Its parent company Vivendi confirmed that UMG made more money from digital than physical in 2013. “For the first time in 2013, yearly digital sales exceeded physical sales,” explained Vivendi, with the official ratio being 51-49.
Vivendi also confirmed that UMG’s subscription and streaming revenues rose by around 75% in 2013, from €257m in 2012 to €450m last year. Billboard’s sources single out Spotify in particular as driving much of this growth – useful context for the acceptance of UMG and other major labels late last year of that service’s decision to make more music available for free to mobile users.
Streaming fuelling digital growth is hardly a new trend for the industry, most famously in Scandinavia, but increasingly in other markets too. As a Spotify stakeholder, UMG has understandably been one of the strongest backers of that service – and its rivals.
What the latest financial figures don’t address, though, is the debate around whether the transition from ownership to access benefits the biggest labels and artists more than it does independents.
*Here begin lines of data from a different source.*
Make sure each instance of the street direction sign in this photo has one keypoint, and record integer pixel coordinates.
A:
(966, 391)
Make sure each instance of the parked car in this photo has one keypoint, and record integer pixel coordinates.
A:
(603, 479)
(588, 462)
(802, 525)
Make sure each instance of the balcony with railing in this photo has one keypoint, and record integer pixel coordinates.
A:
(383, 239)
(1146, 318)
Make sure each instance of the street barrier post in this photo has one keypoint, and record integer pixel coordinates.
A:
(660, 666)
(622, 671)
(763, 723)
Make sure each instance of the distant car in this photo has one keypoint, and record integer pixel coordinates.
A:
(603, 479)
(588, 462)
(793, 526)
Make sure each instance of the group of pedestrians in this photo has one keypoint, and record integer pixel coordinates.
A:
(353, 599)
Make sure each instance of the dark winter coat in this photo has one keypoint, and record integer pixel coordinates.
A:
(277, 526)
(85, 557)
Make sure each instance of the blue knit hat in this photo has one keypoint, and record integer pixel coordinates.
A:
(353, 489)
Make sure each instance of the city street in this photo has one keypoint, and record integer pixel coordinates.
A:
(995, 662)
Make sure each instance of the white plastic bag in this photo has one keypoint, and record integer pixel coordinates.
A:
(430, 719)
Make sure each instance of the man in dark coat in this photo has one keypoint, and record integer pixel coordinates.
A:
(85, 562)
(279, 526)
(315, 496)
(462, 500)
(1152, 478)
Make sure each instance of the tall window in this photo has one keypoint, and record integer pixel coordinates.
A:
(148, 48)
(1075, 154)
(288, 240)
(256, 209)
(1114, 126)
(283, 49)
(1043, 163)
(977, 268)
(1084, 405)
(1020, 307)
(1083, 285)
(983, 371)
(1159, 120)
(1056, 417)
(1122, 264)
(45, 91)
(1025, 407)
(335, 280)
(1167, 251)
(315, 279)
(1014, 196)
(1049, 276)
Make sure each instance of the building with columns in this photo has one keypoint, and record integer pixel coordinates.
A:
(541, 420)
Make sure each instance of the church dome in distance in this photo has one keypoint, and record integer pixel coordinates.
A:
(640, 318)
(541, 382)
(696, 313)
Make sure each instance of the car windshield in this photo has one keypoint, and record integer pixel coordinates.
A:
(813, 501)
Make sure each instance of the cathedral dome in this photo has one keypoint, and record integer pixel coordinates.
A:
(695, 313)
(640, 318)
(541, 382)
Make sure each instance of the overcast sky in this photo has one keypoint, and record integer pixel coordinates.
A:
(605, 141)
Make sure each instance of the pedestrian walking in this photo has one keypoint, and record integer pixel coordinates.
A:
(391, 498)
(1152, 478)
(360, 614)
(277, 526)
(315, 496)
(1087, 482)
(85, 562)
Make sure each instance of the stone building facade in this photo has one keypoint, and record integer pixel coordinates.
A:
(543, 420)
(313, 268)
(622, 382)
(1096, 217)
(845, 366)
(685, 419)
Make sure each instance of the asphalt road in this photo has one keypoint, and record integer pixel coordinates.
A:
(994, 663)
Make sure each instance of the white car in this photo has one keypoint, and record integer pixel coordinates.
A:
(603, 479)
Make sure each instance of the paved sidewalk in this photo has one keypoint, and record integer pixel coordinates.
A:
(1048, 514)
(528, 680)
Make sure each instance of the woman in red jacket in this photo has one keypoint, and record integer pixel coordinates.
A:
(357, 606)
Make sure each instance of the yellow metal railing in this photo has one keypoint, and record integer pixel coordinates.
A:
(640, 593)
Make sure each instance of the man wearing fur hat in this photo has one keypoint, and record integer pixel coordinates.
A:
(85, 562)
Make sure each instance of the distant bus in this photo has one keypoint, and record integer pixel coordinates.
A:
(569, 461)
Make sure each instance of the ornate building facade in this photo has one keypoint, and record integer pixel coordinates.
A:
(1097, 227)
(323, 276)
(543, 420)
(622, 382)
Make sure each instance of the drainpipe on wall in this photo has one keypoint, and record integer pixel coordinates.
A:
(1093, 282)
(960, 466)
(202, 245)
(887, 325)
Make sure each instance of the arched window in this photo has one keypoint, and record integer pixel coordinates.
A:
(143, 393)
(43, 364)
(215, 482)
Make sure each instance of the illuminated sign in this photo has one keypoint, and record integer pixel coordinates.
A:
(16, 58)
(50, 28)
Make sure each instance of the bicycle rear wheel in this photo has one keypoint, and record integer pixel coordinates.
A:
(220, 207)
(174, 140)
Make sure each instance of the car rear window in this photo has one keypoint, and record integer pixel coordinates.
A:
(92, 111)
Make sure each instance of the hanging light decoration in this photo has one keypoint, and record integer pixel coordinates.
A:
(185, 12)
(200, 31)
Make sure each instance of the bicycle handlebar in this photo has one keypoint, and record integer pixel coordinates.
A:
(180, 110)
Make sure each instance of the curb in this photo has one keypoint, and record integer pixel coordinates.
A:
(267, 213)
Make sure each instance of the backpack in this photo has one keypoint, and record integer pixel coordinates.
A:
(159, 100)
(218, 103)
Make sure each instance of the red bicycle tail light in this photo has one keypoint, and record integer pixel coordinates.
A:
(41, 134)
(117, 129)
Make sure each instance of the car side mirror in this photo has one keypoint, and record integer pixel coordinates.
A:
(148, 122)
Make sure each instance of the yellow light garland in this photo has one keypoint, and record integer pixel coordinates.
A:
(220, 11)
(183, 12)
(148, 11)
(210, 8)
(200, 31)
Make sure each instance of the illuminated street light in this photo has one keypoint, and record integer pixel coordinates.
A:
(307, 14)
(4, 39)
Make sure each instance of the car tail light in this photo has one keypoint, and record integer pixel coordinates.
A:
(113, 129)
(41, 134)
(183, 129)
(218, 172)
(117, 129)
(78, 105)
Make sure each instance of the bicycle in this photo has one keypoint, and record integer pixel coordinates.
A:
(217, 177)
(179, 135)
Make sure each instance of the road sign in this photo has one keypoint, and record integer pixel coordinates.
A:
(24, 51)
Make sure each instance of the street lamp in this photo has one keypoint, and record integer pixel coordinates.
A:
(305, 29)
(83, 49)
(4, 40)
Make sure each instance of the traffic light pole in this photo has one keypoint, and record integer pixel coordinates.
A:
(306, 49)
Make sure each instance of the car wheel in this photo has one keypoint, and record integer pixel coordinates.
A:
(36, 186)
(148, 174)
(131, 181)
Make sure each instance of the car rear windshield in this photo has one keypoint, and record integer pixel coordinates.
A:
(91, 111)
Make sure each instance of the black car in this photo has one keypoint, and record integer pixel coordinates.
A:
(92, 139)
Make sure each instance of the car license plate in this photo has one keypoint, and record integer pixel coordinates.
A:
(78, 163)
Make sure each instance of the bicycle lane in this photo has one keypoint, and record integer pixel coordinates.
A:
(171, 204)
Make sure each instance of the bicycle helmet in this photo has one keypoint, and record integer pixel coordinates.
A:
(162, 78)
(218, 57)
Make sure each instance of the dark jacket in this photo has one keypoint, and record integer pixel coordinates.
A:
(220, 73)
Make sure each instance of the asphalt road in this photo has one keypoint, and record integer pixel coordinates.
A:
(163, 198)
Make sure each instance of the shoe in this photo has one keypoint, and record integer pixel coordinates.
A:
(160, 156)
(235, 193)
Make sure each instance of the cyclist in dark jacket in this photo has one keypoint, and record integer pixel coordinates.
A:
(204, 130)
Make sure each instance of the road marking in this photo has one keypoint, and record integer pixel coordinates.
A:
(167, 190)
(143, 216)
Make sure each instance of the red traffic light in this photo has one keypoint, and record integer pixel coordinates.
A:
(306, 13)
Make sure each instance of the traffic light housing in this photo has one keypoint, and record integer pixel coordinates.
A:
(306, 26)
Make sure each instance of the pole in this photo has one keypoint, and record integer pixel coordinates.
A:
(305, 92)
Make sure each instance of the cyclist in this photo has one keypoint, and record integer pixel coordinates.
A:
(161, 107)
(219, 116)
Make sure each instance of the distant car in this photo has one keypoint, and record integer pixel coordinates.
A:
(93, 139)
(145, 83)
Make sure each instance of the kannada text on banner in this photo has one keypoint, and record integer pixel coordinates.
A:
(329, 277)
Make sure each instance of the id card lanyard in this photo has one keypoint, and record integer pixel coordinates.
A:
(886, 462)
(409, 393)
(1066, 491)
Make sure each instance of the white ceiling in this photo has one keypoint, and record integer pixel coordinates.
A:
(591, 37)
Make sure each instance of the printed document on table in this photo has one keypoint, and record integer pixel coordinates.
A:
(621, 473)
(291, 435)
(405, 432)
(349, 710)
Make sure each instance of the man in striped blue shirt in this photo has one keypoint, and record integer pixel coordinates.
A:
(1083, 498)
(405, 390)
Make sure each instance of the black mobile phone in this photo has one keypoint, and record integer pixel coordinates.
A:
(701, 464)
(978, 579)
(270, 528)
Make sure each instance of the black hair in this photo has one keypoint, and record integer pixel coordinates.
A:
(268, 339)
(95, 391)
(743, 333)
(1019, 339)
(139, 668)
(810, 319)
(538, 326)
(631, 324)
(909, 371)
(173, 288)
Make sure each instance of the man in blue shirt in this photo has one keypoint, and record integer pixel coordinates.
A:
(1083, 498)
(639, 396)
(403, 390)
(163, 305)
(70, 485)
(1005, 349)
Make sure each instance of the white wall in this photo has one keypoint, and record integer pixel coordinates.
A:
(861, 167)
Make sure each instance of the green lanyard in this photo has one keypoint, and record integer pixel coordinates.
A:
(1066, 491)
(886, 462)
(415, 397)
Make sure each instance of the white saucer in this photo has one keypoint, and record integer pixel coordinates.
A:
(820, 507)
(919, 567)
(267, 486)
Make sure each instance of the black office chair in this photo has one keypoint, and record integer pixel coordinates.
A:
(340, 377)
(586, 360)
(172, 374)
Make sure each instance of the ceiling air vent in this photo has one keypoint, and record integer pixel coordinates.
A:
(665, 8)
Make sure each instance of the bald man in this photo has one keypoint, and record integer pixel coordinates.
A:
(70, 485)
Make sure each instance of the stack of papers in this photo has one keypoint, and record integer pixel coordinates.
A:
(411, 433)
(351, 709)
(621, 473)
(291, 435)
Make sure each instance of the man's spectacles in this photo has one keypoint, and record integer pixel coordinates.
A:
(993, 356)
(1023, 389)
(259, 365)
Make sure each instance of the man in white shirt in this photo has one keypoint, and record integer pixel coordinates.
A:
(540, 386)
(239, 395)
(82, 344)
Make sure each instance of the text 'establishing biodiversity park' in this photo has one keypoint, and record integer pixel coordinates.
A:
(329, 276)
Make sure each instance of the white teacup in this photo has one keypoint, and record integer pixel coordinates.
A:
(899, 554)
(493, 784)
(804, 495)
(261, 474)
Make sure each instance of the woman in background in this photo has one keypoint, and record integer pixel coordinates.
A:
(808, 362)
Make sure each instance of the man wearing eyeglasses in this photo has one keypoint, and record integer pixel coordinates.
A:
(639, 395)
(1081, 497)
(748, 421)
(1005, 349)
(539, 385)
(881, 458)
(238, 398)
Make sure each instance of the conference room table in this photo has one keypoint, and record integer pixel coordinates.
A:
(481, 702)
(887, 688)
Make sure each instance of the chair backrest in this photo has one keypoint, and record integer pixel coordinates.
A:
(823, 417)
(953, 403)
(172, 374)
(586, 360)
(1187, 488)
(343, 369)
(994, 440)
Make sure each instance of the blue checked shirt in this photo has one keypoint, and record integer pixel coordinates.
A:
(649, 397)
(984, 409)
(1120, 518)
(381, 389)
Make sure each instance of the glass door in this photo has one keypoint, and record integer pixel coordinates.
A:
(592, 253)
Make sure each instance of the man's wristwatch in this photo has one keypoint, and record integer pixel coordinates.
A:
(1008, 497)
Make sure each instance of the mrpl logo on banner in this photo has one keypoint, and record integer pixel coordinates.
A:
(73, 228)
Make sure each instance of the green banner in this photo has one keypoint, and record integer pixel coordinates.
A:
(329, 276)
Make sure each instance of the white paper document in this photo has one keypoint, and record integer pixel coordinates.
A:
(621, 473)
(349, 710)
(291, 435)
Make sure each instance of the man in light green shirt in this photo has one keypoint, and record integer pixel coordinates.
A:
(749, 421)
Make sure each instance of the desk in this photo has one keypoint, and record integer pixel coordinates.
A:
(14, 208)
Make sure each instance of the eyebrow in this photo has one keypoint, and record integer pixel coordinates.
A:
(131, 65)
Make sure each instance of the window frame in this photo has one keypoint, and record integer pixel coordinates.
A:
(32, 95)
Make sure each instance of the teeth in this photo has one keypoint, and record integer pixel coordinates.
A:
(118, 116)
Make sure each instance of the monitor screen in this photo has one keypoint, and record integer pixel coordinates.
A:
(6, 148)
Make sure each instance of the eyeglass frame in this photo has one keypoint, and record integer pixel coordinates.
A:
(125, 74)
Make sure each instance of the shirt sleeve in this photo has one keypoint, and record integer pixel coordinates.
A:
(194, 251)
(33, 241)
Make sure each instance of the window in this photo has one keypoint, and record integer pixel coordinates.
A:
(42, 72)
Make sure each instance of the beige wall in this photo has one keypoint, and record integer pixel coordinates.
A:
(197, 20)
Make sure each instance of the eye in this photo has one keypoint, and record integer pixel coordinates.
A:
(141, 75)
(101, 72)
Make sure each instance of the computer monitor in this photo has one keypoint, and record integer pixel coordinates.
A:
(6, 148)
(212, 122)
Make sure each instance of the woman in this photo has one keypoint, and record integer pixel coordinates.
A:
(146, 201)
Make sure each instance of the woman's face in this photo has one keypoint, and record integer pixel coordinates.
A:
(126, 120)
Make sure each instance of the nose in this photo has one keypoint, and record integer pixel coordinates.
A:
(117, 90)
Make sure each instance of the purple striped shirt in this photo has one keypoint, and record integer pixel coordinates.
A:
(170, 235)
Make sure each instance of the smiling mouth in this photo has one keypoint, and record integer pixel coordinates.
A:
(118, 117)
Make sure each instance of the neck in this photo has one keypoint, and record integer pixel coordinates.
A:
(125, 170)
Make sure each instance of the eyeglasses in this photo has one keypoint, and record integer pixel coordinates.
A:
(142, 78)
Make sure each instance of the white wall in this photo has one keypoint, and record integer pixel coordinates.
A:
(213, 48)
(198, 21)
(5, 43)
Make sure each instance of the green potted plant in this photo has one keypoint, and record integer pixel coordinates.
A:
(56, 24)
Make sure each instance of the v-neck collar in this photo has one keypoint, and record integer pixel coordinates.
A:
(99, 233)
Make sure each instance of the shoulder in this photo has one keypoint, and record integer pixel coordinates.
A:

Music Ally has regularly noted the mixed messages coming out of the industry on this score. Fear that major labels will hoover up an even bigger share of the revenues from streaming services has been a key factor in criticism from artists like Thom Yorke and David Byrne.
However, a number of prominent indie labels (and their licensing body Merlin) have talked publicly about indies having a better market share on streaming services than in download or retail stores. Vivendi’s figures show streaming is paying off for UMG, but that’s only part of the wider story.